One of the more unusual members of the Sauropodomorpha was Nigersaurus (Nigersaurus taqueti), pronounced nee-zehr-sore-us.  This sauropod seems to have specialised in feeding on low growing vegetation such as ferns, horsetails and since the fossils of this animal are dated to the Aptian/Albian faunal stages (112-110 million years ago), it may have eaten flowering plants.  Indeed, this broad muzzled, 9-metre-long dinosaur may have specialised in cropping small plants, close to the ground and so may have been one of the first animals to adapt to eating the earliest Angiosperms (flowering plants).

An Illustration of the Bizarre Sauropod Nigersaurus

Picture credit: Everything Dinosaur

To view a 1:20 scale model of Nigersaurus and other bizarre members of the Sauropodomorpha, we recommend you visit Everything Dinosaur’s award-winning website and take a look at the scale models in the CollectA Deluxe replica range: CollectA Prehistoric Life.

This dinosaur was formerly named and described in 1999 and the species name honours the famous French palaeontologist Philippe Taquet who first led expeditions to Niger in search of vertebrate fossils.

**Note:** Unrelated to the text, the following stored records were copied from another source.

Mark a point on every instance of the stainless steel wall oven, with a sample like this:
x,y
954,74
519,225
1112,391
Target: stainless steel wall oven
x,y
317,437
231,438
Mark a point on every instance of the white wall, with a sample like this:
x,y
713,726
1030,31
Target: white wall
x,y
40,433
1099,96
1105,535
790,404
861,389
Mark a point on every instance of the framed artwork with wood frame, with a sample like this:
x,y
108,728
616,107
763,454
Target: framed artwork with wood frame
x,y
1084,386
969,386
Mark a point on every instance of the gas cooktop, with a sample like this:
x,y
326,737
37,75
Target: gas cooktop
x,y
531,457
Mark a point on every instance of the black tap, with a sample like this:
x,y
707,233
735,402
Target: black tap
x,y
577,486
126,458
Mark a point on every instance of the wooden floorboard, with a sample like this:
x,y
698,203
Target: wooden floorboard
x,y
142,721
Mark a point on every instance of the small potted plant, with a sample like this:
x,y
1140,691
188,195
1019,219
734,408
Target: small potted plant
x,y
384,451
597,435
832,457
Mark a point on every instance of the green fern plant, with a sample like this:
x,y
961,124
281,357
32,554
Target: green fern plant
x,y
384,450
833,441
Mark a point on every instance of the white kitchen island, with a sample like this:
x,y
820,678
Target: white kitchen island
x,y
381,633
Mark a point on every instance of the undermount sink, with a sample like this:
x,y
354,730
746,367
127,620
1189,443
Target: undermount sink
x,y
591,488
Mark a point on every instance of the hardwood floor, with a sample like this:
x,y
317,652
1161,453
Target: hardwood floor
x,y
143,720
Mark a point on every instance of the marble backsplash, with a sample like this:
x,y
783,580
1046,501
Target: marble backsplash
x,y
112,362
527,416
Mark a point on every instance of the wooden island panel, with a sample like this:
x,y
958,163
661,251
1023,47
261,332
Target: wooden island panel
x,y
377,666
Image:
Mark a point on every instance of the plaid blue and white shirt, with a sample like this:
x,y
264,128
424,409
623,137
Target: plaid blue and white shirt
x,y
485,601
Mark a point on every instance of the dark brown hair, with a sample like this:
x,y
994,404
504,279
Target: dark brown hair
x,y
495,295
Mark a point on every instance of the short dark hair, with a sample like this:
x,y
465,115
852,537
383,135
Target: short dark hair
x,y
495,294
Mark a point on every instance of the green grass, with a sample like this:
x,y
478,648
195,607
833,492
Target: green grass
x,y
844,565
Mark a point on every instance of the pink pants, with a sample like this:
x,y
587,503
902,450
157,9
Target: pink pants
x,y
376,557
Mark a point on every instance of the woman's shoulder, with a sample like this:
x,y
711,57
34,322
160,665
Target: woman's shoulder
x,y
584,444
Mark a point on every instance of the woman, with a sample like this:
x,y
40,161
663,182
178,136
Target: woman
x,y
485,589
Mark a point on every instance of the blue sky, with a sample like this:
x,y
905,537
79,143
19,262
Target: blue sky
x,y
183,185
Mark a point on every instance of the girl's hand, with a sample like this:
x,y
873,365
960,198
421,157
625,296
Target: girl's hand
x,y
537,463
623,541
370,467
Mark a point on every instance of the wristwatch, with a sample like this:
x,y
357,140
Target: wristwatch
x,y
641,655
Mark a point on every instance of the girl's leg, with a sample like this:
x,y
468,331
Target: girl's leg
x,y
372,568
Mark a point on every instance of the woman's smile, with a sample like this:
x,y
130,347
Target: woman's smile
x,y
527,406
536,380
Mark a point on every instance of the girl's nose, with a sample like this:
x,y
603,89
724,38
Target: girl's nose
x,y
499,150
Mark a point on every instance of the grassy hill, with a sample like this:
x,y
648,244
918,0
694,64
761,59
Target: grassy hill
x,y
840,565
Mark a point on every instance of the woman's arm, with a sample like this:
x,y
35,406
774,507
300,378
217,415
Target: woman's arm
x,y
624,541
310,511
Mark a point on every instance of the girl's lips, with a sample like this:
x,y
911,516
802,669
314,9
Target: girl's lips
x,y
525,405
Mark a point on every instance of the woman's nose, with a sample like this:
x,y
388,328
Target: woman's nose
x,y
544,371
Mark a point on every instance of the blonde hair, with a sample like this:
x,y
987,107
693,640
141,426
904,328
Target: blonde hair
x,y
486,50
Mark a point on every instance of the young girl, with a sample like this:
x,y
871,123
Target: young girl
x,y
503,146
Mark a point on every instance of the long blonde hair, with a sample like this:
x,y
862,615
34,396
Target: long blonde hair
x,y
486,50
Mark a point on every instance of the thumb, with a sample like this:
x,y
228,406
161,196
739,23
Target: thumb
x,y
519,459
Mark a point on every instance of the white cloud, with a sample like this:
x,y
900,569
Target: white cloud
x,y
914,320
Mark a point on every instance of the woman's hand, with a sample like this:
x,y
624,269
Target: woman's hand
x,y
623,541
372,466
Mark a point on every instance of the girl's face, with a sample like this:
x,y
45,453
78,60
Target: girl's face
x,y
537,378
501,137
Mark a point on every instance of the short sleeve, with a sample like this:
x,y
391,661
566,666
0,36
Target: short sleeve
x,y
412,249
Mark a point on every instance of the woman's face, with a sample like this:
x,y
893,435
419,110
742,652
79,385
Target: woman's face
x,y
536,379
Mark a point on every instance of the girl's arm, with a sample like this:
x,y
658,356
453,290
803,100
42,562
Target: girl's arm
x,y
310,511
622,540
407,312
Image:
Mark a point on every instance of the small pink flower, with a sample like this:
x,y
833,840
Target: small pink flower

The structure of the skull and neck bones indicate that Nigersaurus may have held its head close to the ground.  Some of the bones of this dinosaur are extremely delicate, some skull bones are wafer thin and the vertebrae contain a number of air sacs (pleurocoels) to help lighten them.

Avoiding Competition

It is intriguing to speculate that in order to avoid competition with other sauropods that shared its habitat, Nigersaurus may have adapted to a grazing type of feeding behaviour.  This dinosaur may have specialised in eating ground dwelling, low growing plants.  The long neck would have enabled this dinosaur to graze over a large area without having to move its bulky body very far.  This is an extremely efficient form of feeding, one advantage the sauropods had over smaller, herbivorous dinosaurs such as the ornithopods.  The Sauropodomorpha survived until the very end of the dinosaurs with giant titanosaurs such as the North American Alamosaurus finally becoming extinct at the end of the Cretaceous.